Structure–Activity Analysis of Dynorphin A Toxicity in Spinal Cord Neurons: Intrinsic Neurotoxicity of Dynorphin A and Its Carboxyl-Terminal, Nonopioid Metabolites

Abstract

Dynorphin A [dynorphin A (1–17)] is an endogenous opioid peptide that is antinociceptive at physiological concentrations. Levels of dynorphin A increase markedly following spinal cord trauma and may contribute to secondary neurodegeneration. Both κ opioid and N-methyl-d-aspartate (NMDA) receptor antagonists can modulate the effects of dynorphin, suggesting that dynorphin is acting through κ opioid and/or NMDA receptor types. Despite these findings, few studies have critically examined the mechanisms of dynorphin A neurotoxicity at the cellular level. To better understand how dynorphin affects cell viability, structure–activity studies were performed examining the effects of dynorphin A and dynorphin A-derived peptide fragments on the survival of mouse spinal cord neurons coexpressing κ opioid and NMDA receptors in vitro. Time-lapse photography was used to repeatedly follow the same neurons before and during experimental treatments. Dynorphin A caused significant neuronal losses that were dependent on concentration (≥1 μM) and duration of exposure. Moreover, exposure to an equimolar concentration of dynorphin A fragments (100 μM) also caused a significant loss of neurons.

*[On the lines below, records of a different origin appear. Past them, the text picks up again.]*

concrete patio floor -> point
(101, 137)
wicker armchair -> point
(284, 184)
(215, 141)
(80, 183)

The rank order of toxicity was dynorphin A (1–17) > dynorphin A (1–13) ≅ dynorphin A (2–13) ≅ dynorphin A (13–17) (least toxic) > dynorphin A (1–5) ([Leu5]-enkephalin) or dynorphin A (1–11). Dynorphin A (1–5) or dynorphin A (1–11) did not cause neuronal losses even following 96 h of continuous exposure, while dynorphin A (3–13), dynorphin A (6–17), and dynorphin A (13–17) were neurotoxic. The NMDA receptor antagonist MK-801 (dizocilpine) (10 μM) significantly attenuated the neurotoxic effects of dynorphin A and/or dynorphin-derived fragments except dynorphin A (13–17), suggesting that the neurotoxic effects of dynorphin were largely mediated by NMDA receptors. Thus, toxicity resides in the carboxyl-terminal portion of dynorphin A and this minimally includes dynorphin A (3–13) and (13–17). Our findings suggest that dynorphin A and/or its metabolites may contribute significantly to neurodegeneration during spinal cord injury and that alterations in dynorphin A biosynthesis, metabolism, and/or degradation may be important in determining injury outcome.